Des témoins oculaires présents sur les lieux les deux fois ont déclaré que plusieurs zones avaient été bouclées lors de l’intervention de la police, retardant l’arrivée des secours pour les blessés. Depuis cinq ans, les manifestants empêchent l’accès aux sites de tout représentant officiel ; la dernière série de manifestations à Balithutha dure depuis cinq mois.

Amnesty International rappelle aux autorités que l’Inde a obligation, en vertu des traités internationaux, de protéger le droit à la vie. Le droit international impose des restrictions strictes au recours à la force par les responsables de l’application des lois. Au cœur de ces restrictions figure le devoir de l’État de respecter le droit à la vie et le droit de vivre libre de toute torture et autre traitement ou châtiment cruel, inhumain et dégradant. Ces droits sont inscrits en droit international et dans les normes internationales relatives aux droits humains, notamment dans des traités que l’Inde est tenue de respecter, comme le Pacte international relatif aux droits civils et politiques (PIDCP).

Les policiers peuvent avoir recours à la force seulement lorsque cela est strictement nécessaire et dans la mesure exigée par l’accomplissement de leurs fonctions et doivent, dans la mesure du possible, employer des moyens non-violents avant de recourir à la force. Lorsque l’emploi de la force ne peut être évité, les policiers doivent faire preuve de modération et agir proportionnellement à la gravité de l’infraction et au but légitime poursuivi.

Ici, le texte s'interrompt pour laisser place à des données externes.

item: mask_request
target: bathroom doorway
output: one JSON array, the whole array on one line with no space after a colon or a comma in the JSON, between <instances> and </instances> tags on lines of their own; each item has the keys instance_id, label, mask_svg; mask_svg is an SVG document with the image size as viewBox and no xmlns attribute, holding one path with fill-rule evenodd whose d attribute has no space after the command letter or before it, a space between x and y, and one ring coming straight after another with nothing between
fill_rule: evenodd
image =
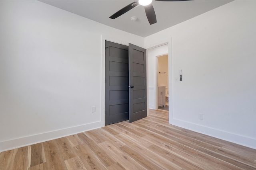
<instances>
[{"instance_id":1,"label":"bathroom doorway","mask_svg":"<svg viewBox=\"0 0 256 170\"><path fill-rule=\"evenodd\" d=\"M157 57L158 109L169 111L168 55Z\"/></svg>"}]
</instances>

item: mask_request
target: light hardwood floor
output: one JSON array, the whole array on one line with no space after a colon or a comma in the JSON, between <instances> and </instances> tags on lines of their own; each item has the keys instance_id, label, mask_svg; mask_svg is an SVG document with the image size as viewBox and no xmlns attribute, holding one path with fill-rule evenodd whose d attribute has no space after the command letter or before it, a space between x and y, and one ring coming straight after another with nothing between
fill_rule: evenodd
<instances>
[{"instance_id":1,"label":"light hardwood floor","mask_svg":"<svg viewBox=\"0 0 256 170\"><path fill-rule=\"evenodd\" d=\"M256 150L173 126L150 110L108 125L0 153L0 170L256 169Z\"/></svg>"}]
</instances>

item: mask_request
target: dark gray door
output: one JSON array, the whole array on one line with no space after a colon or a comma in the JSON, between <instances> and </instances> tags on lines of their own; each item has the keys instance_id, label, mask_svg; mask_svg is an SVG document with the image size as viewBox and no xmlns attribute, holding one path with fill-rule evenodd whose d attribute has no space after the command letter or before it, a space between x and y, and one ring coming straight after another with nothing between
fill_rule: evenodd
<instances>
[{"instance_id":1,"label":"dark gray door","mask_svg":"<svg viewBox=\"0 0 256 170\"><path fill-rule=\"evenodd\" d=\"M129 44L130 123L147 116L145 49Z\"/></svg>"},{"instance_id":2,"label":"dark gray door","mask_svg":"<svg viewBox=\"0 0 256 170\"><path fill-rule=\"evenodd\" d=\"M105 125L129 119L128 46L105 41Z\"/></svg>"}]
</instances>

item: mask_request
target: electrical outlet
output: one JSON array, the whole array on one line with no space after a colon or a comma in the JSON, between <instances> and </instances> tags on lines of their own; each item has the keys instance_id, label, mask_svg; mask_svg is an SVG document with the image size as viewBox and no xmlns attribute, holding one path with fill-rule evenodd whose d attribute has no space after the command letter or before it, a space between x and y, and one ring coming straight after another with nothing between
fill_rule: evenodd
<instances>
[{"instance_id":1,"label":"electrical outlet","mask_svg":"<svg viewBox=\"0 0 256 170\"><path fill-rule=\"evenodd\" d=\"M94 113L96 111L96 107L93 106L92 107L92 113Z\"/></svg>"},{"instance_id":2,"label":"electrical outlet","mask_svg":"<svg viewBox=\"0 0 256 170\"><path fill-rule=\"evenodd\" d=\"M204 114L203 113L198 113L198 119L200 120L204 119Z\"/></svg>"}]
</instances>

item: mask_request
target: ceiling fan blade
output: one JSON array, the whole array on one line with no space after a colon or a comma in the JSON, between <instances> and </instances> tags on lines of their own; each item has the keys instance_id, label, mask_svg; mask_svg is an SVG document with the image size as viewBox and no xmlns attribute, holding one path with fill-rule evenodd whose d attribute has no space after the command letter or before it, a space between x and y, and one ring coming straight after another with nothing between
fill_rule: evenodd
<instances>
[{"instance_id":1,"label":"ceiling fan blade","mask_svg":"<svg viewBox=\"0 0 256 170\"><path fill-rule=\"evenodd\" d=\"M155 0L156 1L188 1L193 0Z\"/></svg>"},{"instance_id":2,"label":"ceiling fan blade","mask_svg":"<svg viewBox=\"0 0 256 170\"><path fill-rule=\"evenodd\" d=\"M110 16L109 18L111 19L115 19L123 15L125 13L128 11L131 10L133 8L136 6L139 5L139 3L137 1L134 1L132 3L129 4L127 5L126 7L122 8L121 10L119 10L117 12L116 12L114 14Z\"/></svg>"},{"instance_id":3,"label":"ceiling fan blade","mask_svg":"<svg viewBox=\"0 0 256 170\"><path fill-rule=\"evenodd\" d=\"M149 23L152 25L156 23L156 16L152 4L145 6L145 12Z\"/></svg>"}]
</instances>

Dans ce contexte, Amnesty International appelle le gouvernement de l’Orissa à :

  ordonner à ses forces de police de renoncer à tout recours inutile ou excessif à la force contre des manifestants ; la force ne doit être utilisée que conformément au droit international relatif aux droits humains et dans le respect des normes internationales ;
  veiller à ce que les milices civiles privées n’emploient pas la force contre des manifestants et n’enfreignent la loi d’aucune autre manière et les sanctionner comme tout autre contrevenant s’ils le font ;
  fournir immédiatement une assistance médicale aux personnes blessées lors des violences, les régions touchées étant, semble-t-il, toujours bouclées ;
  ordonner l’ouverture d’une enquête impartiale et indépendante sur le recours inutile et excessif à la force par la police et les violences dans les deux régions citées et rendre publiques ses conclusions ;
  veiller à ce que les fonctionnaires, policiers et autres personnes soupçonnés de graves atteintes aux droits humains soient poursuivis, selon une procédure respectant les normes internationales d’équité ;
  veiller à ce que, sans que soit remis en question le maintien de la loi et de l’ordre, les personnes engagées dans l’exercice pacifique de leur droit à la liberté de réunion et de parole puissent poursuivre leur action sans avoir à craindre de violences ni de harcèlement.

Complément d’information

Au cours des deux derniers mois, Kalinganagar a été le théâtre d’affrontements récurrents entre la police de l’État et environ 250 civils armés constitués en milices privées civiles favorables à l’acquisition des terres et les adivasis qui protestent contre l’acquisition de leurs terres et de leurs villages par le gouvernement en vue de la construction d’une aciérie d’une capacité de six millions de tonnes par la société Tata Steel et l’aménagement d’un corridor routier. Le 28 mars, 30 manifestants adivasis ont été blessés par balles lorsque des policiers et les membres d’une milice civile ont ouvert le feu sur un groupe de 250 manifestants qui leur lançaient des pierres pour essayer de les empêcher de s’emparer des terres prévues pour l’aménagement du corridor routier. Voir Amnesty International, Inde. Les autorités doivent mettre un terme au recours injustifié et excessif aux forces de police et aux milices civiles contre les manifestants adivasis en Orissa, index AI : ASA 20/008/2010, 1er avril 2010.

Ces affrontements ont eu lieu alors que les proches de 13 manifestants adivasis contre lesquels des policiers avaient ouvert le feu le 2 janvier 2006, attendent toujours que justice leur soit rendue. Une enquête judiciaire ordonnée par le gouvernement de l’Orissa sur les décès imputés à la police en 2006 n’a abouti à aucune conclusion.